Uruguayan writer Cristina Peri Rossi considers Onetti to be "one of the few existentialists in the Spanish language". Mario Vargas Llosa, who published an essay on Onetti, called him "one of the great modern writers, and not only of Latin America".

Biography

Early Years

Juan Carlos Onetti Borges was born in Montevideo, Uruguay, on July 1, 1909 at 6:00 a.m., the son of Carlos Onetti (a customs official) and Honoria Borges (descendant of an aristocratic Brazilian family from Río Grande do Sul). He had two brothers: one older than him, Raúl, and a younger sister, Raquel. Onetti recalled his childhood as a happy time, describing his parents as a very close and loving couple with his children. His original family name was O'Nety, of Irish origin or Scottish. The writer himself commented about this some time later: «The first one who came here, that is, my great-great-grandfather, that man was English born in Gibraltar. It was my grandfather who Italianized the name."

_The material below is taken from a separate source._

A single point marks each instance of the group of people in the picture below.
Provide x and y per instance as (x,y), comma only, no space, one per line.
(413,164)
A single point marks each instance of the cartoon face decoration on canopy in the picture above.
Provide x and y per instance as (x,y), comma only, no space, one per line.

In 1930, when he was barely twenty-one years old, Onetti married his cousin, María Amalia Onetti. In March of that same year the couple traveled to the city of Buenos Aires, where they moved. On June 16, 1931, his first child was born: Jorge Onetti Onetti. In 1933 Onetti's first published story appeared: "Avenida de Mayo-Diagonal-Avenida de Mayo", in La Prensa, after winning a contest organized by the newspaper. wife and a year later, back in Montevideo, he married again, this time with María Julia Onetti, María Amalia's sister. Around this time he wrote the novel Time to Embrace , which he published decades later, in 1974.

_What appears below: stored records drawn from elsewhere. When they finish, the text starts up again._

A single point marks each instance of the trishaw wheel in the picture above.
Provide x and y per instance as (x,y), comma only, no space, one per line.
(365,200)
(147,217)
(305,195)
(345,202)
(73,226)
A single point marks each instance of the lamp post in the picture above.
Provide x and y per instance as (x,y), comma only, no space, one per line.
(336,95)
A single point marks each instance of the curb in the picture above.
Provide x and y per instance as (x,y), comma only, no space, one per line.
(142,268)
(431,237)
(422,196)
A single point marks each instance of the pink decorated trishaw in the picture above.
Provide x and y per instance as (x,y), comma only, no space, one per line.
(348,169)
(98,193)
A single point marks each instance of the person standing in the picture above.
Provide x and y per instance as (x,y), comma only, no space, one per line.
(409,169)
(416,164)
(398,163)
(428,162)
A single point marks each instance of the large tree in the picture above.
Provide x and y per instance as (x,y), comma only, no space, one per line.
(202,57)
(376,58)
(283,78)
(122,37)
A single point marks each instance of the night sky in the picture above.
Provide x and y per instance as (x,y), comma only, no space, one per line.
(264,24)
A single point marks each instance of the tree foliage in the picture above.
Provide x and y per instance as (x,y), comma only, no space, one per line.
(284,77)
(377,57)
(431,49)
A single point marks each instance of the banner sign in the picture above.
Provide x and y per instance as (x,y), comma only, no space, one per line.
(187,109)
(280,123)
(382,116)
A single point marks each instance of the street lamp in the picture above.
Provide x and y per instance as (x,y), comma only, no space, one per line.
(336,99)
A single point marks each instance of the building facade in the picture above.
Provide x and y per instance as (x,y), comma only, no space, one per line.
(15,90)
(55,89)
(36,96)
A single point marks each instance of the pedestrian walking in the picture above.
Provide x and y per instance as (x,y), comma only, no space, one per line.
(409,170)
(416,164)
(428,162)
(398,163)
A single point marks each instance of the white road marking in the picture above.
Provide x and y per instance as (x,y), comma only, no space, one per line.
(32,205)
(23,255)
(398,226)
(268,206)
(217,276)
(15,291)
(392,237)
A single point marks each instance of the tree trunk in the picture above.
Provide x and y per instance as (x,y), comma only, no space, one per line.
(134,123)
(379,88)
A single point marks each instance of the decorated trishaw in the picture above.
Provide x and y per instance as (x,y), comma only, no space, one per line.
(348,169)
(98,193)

Onetti Memorial Plate in Montevideo.

Onetti continued to practice different trades and write stories and articles which were published in various media in Buenos Aires and Montevideo until 1939, the year in which he published his first novel, El pozo (considered the first opening the creation novel or new novel in Latin America), and was appointed editorial secretary of the weekly Marcha, for which he wrote columns under the pseudonyms "Grucho Marx" and "Periquito el Aguador". At that time he separated from his second wife. Also, around that time he developed an interest in the plastic arts. He held the position of editorial secretary until 1941, when he left the weekly due to differences with Carlos Quijano and began working at the Reuters news agency. That year, Onetti won second place, with his novel No Man's Land , which he published in 1941, in a contest organized by the Losada publishing house. The jury was made up of Guillermo de Torre, Norah Lange and Jorge Luis Borges. He was awarded first place to Bernardo Verbitsky's novel It's difficult to start living, Shortly after, Onetti was sent as a correspondent to Buenos Aires, where he stayed until 1955.

Literary career

Department in which Onetti lived in Montevideo between 1955 and 1973.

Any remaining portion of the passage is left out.